In June 2013, the University of Pretoria (UP) established a Rock Engineering Chair (Chair) in the UP’s Mining Engineering Department. The initial aim was to conduct research on specific rock engineering issues, in an attempt to provide a safer working environment in deep level hard rock mines. To facilitate this research, Harmony Gold Mining Co Ltd provided financial support required for the initial research period between 2014 and 2016.
Navin Singh, the mining and minerals resources manager of the Council for Scientific and Industrial Research (CSIR) noted that “the technical challenges to mines have become even more severe, compounded by economic constraints and the increasing cost of labour”. These concerns highlight the need for renewed research in the mining industry as expressed in the creation of a Mining Resilience Research Centre (MRRC) at the University of Pretoria. The MRRC is an active participant in the South African Mining Extraction Research, Development and Innovation (SAMERDI) strategy managed by the CSIR.
Universities, the industry and government work collaboratively to research critical issues within the mining industry – collectively called SAMERDI. The aim is to develop technological solutions to improve safety and productivity to reduce costs and extend the life of mines and their benefit to communities. In the process, mechanisation and non-explosive face advance methods are two of the thematic areas highlighted for research. In both these areas of research, the increase in advance rates to improve productivity are critical. The impact of substantial advance rates (continuous mining) on the safety of personnel within the working places, due to the perceived impact of seismic activity, could be significant.

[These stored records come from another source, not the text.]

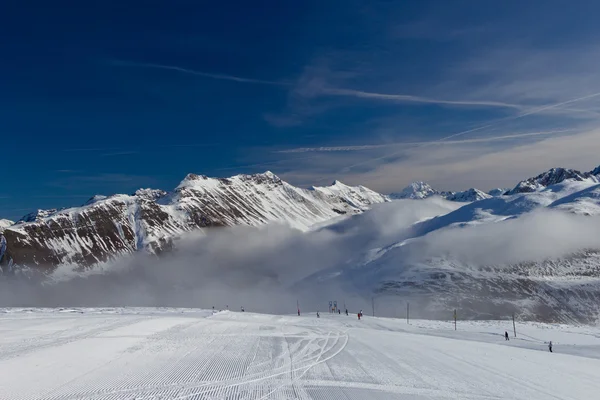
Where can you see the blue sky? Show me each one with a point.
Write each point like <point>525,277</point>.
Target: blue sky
<point>107,97</point>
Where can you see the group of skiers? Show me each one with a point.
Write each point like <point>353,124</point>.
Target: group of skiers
<point>507,338</point>
<point>339,313</point>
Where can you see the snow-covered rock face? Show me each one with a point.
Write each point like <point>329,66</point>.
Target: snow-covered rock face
<point>5,223</point>
<point>422,190</point>
<point>150,219</point>
<point>552,177</point>
<point>497,192</point>
<point>536,254</point>
<point>468,196</point>
<point>416,190</point>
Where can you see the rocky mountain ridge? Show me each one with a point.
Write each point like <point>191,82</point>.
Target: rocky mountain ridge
<point>151,220</point>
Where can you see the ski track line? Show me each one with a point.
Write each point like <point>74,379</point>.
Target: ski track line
<point>174,369</point>
<point>319,361</point>
<point>60,341</point>
<point>258,379</point>
<point>97,387</point>
<point>156,390</point>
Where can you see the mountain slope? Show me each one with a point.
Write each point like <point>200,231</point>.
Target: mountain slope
<point>468,196</point>
<point>535,254</point>
<point>151,219</point>
<point>416,190</point>
<point>552,177</point>
<point>5,223</point>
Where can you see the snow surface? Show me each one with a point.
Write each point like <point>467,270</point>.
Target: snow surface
<point>5,223</point>
<point>181,354</point>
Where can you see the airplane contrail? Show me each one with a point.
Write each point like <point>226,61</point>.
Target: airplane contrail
<point>530,112</point>
<point>201,73</point>
<point>376,146</point>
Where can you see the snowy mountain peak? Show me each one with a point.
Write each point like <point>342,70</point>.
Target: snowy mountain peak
<point>5,223</point>
<point>37,215</point>
<point>469,195</point>
<point>95,199</point>
<point>550,177</point>
<point>150,194</point>
<point>416,190</point>
<point>150,219</point>
<point>497,192</point>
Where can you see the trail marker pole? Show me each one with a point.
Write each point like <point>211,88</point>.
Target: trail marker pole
<point>455,319</point>
<point>373,304</point>
<point>514,326</point>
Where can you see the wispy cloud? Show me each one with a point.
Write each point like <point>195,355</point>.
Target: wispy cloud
<point>407,98</point>
<point>433,142</point>
<point>199,73</point>
<point>119,153</point>
<point>479,164</point>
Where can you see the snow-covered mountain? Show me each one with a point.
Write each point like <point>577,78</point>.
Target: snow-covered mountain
<point>416,190</point>
<point>150,220</point>
<point>422,190</point>
<point>536,254</point>
<point>552,177</point>
<point>497,192</point>
<point>5,223</point>
<point>467,196</point>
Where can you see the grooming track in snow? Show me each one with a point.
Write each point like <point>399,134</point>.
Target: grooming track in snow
<point>148,354</point>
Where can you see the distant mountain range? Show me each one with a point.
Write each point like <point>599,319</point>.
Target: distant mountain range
<point>401,266</point>
<point>541,286</point>
<point>150,220</point>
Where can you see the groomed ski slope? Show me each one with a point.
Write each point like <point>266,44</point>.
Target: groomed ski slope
<point>191,354</point>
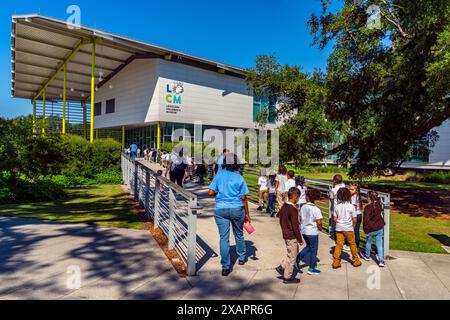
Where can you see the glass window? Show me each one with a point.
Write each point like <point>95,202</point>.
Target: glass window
<point>264,110</point>
<point>110,106</point>
<point>98,109</point>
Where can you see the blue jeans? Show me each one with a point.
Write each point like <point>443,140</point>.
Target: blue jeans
<point>312,246</point>
<point>272,199</point>
<point>357,231</point>
<point>235,217</point>
<point>379,241</point>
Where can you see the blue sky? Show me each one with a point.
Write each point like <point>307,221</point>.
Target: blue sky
<point>230,31</point>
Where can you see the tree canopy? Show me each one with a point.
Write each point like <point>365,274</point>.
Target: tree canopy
<point>385,88</point>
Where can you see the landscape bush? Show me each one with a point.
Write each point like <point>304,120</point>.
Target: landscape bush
<point>432,177</point>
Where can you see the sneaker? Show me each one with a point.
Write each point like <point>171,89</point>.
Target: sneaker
<point>336,265</point>
<point>363,255</point>
<point>291,281</point>
<point>357,263</point>
<point>243,262</point>
<point>280,270</point>
<point>313,272</point>
<point>297,264</point>
<point>226,272</point>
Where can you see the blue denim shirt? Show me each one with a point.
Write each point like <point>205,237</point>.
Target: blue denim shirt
<point>230,187</point>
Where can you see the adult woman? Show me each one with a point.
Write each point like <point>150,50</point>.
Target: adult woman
<point>231,192</point>
<point>374,226</point>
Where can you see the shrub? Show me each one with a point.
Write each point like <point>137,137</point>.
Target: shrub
<point>28,191</point>
<point>83,159</point>
<point>432,177</point>
<point>105,155</point>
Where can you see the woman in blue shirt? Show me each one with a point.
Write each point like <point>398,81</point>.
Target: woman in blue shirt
<point>231,192</point>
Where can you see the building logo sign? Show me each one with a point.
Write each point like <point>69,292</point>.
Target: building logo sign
<point>173,98</point>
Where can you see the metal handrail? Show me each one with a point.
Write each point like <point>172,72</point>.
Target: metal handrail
<point>173,209</point>
<point>325,188</point>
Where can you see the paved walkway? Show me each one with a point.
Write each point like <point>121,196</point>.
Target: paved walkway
<point>128,264</point>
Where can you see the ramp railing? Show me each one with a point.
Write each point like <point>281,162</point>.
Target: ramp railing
<point>173,209</point>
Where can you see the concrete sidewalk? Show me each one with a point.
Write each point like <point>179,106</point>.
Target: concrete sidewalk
<point>36,258</point>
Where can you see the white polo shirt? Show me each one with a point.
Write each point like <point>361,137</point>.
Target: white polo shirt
<point>345,212</point>
<point>309,214</point>
<point>262,183</point>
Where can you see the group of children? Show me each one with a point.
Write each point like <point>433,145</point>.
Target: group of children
<point>301,221</point>
<point>274,188</point>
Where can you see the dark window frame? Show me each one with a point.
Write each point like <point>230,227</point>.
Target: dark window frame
<point>97,109</point>
<point>110,103</point>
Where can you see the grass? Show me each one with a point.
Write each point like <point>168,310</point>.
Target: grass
<point>399,181</point>
<point>419,234</point>
<point>102,205</point>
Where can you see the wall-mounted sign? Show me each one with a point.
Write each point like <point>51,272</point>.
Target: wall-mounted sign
<point>173,97</point>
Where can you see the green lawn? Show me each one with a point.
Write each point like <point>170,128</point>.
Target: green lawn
<point>102,205</point>
<point>418,233</point>
<point>397,182</point>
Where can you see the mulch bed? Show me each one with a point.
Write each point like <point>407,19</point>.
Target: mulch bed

Peter Steenkamp, chief executive officer of Harmony, noted that “The importance of this work in the current and future hard rock mining environment in the South African mining industry – and to ensure safer, deep level mining – has propelled Harmony to extend their financial support for this research to the end of 2019 by five million Rand (R5 million). This support will allow the research to calibrate the developed software with actual underground closure and seismic behaviour at selected Harmony operations”.